0

So, I am trying to make a website crawler which would retrieve all links within the site and print them to the console and also redirect the links to a text file using a python script.

This script will take in the URL of the website you want to retrieve links from and the no.of URLs to be followed from the main page and the maximum number of URLs to be retrieved and then using the functions crawl(), is_valid() and get_all_website_links() it retrieves the URLs. It also separates external links and internal links through the get_all_website_links() function.

So far I have been successful with the retrieving and printing and redirecting the links to the text file using the script but I faced a problem when the server refuses to connect. It stops the link retrieval and ends the execution.
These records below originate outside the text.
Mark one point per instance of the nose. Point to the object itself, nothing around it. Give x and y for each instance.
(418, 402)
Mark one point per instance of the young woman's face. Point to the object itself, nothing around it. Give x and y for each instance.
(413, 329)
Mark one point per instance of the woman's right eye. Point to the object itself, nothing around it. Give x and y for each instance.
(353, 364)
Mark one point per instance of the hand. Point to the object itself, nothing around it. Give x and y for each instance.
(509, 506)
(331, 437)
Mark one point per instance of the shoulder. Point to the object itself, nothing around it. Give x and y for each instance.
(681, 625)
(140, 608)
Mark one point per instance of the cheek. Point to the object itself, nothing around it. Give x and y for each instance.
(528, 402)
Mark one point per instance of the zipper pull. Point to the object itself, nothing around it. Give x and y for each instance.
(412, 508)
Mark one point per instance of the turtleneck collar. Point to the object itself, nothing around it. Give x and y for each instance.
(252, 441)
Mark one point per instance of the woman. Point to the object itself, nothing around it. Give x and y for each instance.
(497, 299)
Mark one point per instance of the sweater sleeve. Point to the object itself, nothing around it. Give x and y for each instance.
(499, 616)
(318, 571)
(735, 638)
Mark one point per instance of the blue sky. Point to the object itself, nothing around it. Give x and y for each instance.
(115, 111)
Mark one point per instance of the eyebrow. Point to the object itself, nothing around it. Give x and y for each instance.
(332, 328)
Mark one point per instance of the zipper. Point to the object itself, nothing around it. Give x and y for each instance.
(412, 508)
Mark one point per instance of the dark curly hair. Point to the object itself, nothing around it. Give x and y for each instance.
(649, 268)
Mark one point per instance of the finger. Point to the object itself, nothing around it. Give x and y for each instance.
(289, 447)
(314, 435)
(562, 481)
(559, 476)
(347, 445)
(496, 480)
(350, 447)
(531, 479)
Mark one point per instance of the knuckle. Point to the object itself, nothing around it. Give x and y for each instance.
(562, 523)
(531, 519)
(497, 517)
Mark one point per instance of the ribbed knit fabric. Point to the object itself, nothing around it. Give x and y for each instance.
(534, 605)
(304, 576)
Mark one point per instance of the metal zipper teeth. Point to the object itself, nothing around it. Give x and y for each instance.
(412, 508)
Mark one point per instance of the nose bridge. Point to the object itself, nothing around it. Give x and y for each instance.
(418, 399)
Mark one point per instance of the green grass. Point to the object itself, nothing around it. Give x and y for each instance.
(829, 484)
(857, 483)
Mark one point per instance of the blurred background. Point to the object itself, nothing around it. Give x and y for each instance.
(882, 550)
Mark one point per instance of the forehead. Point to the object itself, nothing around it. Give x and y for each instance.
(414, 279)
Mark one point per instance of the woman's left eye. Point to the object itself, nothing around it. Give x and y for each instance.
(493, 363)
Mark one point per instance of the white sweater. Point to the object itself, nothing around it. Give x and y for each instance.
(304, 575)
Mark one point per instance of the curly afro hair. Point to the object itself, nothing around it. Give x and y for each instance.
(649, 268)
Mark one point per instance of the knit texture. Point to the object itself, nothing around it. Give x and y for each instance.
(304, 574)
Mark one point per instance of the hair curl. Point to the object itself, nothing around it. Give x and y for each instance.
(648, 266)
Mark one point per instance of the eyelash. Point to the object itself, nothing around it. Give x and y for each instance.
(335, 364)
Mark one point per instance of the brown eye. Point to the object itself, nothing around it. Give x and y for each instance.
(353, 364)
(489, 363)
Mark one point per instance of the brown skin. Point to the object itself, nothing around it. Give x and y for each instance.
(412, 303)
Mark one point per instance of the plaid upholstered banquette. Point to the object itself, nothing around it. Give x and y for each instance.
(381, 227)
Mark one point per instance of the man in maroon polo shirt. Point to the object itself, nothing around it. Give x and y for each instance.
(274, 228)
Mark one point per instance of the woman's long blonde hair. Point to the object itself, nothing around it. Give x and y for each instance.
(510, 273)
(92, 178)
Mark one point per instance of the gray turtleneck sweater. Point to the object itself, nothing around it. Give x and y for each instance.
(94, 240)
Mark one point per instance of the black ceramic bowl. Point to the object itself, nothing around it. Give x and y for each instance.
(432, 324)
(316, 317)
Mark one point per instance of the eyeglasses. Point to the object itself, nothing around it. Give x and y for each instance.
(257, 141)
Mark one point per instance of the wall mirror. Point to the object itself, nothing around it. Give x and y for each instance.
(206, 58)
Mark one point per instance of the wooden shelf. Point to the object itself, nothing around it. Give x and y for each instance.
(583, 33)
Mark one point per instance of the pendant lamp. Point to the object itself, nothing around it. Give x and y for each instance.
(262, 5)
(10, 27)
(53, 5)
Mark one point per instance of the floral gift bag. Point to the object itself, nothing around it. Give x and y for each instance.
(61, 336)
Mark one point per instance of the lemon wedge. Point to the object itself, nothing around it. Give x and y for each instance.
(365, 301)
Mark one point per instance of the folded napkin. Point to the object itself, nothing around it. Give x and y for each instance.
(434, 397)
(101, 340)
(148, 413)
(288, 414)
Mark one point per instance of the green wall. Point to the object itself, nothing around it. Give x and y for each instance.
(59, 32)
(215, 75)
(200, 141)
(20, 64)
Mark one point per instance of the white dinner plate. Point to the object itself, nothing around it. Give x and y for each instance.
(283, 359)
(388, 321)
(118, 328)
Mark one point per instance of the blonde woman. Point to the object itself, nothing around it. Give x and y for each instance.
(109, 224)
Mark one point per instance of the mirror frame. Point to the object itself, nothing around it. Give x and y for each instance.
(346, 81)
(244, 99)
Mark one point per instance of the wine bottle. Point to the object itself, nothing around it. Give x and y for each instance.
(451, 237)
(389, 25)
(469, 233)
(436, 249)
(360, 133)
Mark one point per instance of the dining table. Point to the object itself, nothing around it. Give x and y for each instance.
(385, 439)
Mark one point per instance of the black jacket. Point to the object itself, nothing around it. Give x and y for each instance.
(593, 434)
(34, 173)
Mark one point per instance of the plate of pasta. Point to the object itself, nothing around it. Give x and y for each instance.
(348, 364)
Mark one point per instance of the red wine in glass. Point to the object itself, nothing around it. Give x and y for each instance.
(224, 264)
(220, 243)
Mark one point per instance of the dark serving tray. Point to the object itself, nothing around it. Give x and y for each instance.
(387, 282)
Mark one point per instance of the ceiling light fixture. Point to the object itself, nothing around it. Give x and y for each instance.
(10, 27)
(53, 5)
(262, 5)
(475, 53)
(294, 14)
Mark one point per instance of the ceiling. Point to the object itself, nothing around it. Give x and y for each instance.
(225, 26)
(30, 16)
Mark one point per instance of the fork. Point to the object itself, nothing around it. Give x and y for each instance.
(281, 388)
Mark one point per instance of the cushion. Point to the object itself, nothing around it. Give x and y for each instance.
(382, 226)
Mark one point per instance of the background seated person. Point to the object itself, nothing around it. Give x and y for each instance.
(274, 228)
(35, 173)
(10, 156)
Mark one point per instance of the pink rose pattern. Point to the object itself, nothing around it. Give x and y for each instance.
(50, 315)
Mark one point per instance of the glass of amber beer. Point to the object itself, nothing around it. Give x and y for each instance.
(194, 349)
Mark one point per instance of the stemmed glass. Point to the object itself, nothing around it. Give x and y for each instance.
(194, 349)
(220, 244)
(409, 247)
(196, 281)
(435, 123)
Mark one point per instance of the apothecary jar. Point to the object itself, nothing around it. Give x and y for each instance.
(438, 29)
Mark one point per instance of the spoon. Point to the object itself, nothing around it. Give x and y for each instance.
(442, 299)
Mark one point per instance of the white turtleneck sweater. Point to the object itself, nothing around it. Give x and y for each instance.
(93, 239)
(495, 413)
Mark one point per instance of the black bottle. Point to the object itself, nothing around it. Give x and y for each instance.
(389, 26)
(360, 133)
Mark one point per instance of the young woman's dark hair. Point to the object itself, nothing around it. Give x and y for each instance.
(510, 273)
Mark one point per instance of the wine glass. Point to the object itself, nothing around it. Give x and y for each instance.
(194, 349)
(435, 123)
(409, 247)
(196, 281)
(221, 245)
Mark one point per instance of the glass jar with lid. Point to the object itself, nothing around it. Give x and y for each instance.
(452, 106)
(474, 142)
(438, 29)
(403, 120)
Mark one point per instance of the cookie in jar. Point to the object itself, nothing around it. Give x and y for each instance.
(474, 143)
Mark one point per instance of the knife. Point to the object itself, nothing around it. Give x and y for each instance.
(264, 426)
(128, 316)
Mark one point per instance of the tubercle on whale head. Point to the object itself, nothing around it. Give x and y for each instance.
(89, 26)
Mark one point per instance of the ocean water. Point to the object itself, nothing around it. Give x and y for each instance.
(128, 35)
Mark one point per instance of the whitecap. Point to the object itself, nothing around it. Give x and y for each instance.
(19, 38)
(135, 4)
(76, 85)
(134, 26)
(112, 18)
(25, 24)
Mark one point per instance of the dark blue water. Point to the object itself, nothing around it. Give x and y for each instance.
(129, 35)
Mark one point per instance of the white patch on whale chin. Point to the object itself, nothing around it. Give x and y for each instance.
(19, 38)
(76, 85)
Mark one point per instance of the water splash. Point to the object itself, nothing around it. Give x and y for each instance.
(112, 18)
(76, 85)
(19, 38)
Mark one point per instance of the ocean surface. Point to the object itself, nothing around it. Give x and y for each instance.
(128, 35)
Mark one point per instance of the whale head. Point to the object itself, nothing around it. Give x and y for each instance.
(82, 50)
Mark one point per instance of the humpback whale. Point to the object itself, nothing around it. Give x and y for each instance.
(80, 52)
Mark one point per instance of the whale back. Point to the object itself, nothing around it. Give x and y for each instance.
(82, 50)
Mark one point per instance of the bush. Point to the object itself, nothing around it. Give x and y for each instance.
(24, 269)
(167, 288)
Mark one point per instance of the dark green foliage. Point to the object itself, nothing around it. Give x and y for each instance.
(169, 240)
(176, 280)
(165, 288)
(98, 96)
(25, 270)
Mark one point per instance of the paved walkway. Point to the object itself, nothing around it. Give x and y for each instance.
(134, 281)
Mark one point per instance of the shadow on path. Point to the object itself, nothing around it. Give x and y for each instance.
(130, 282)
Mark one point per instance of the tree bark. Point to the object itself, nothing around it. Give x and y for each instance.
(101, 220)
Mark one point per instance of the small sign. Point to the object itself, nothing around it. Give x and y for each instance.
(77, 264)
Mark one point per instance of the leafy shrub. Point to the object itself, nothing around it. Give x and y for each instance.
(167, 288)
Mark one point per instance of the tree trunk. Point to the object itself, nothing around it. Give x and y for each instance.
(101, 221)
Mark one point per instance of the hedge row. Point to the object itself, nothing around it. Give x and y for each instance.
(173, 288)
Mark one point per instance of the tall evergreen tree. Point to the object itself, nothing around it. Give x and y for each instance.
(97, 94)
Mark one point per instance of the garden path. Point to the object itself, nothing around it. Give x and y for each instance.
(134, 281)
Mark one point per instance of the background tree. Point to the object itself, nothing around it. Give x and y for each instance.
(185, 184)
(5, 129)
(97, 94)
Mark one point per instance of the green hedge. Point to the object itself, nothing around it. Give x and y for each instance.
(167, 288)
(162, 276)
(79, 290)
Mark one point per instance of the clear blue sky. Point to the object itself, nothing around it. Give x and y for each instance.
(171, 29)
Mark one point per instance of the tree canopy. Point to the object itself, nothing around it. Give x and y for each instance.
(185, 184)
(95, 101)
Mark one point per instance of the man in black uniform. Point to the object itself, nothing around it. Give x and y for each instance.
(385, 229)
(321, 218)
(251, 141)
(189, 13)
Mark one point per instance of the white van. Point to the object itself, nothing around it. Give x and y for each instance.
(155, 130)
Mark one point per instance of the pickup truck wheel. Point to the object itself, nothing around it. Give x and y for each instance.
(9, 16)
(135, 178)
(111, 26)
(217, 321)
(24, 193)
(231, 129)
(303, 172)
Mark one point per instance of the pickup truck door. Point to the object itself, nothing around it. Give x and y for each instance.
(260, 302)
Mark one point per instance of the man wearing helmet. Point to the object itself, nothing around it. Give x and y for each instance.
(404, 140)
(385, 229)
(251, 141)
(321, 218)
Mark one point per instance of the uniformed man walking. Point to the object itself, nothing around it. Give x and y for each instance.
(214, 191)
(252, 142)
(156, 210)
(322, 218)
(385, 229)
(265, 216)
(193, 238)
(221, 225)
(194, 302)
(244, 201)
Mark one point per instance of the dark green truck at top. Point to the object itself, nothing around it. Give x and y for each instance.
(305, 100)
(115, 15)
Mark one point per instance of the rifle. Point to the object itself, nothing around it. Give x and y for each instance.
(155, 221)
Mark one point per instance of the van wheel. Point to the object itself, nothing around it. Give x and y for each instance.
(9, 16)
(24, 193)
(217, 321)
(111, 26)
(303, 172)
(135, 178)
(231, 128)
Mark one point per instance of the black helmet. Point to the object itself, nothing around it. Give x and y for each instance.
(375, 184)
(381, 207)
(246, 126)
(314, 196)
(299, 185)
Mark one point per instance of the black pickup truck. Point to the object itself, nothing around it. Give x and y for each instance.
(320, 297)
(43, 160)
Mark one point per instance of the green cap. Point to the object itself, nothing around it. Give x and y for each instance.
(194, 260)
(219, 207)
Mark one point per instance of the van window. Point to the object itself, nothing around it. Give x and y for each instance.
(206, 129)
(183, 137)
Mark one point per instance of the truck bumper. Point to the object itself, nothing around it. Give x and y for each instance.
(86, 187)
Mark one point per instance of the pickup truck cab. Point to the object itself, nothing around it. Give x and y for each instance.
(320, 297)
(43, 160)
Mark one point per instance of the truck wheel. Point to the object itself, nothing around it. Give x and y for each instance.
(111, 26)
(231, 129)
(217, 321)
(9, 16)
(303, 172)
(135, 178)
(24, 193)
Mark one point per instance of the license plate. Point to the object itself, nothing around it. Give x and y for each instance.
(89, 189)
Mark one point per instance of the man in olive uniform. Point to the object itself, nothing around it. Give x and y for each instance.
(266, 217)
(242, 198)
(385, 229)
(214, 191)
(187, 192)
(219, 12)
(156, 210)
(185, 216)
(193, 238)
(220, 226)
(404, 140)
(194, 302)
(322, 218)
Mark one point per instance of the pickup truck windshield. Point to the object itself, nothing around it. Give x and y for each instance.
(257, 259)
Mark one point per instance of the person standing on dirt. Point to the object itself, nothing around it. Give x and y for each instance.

What I want my script to do is to retry a specified number of times and continue to the next link if it fails even after retrying.

I tried to implement this mechanism by myself but I did not get any idea.

I'm appending my python script below for your better understanding.

An elaborate explanation with implementation would be deeply appreciated!

Pardon me if my grammar is bad ;)

Thanks for your time :)

import requests
from urllib.parse import urlparse, urljoin
from bs4 import BeautifulSoup
import colorama
import sys


sys.setrecursionlimit(99999999)


print("WEBSITE CRAWLER".center(175,"_"))
print("\n","="*175)
print("\n\n\n\nThis program does not tolerate faults!\nPlease type whatever you are typing correctly!\nIf you think you have made a mistake please close the program and reopen it!\nIf you proceed with errors the program will crash/close!\nHelp can be found in the README.txt file!\n\n\n")
print("\n","="*175)


siteurl = input("Enter the address of the site (Please don't forget https:// or http://, etc. at the front!) :")
max_urls = int(input("Enter the number of urls you want to crawl through the main page : "))
filename = input("Give a name for your text file (Don't append .txt at the end!) : ")


# init the colorama module
colorama.init()
GREEN = colorama.Fore.GREEN
MAGENTA = colorama.Fore.MAGENTA
RESET = colorama.Fore.RESET


# initialize the set of links (unique links)
internal_urls = set()
external_urls = set()


def is_valid(url):
    """
    Checks whether `url` is a valid URL.
    """
    parsed = urlparse(url)
    return bool(parsed.netloc) and bool(parsed.scheme)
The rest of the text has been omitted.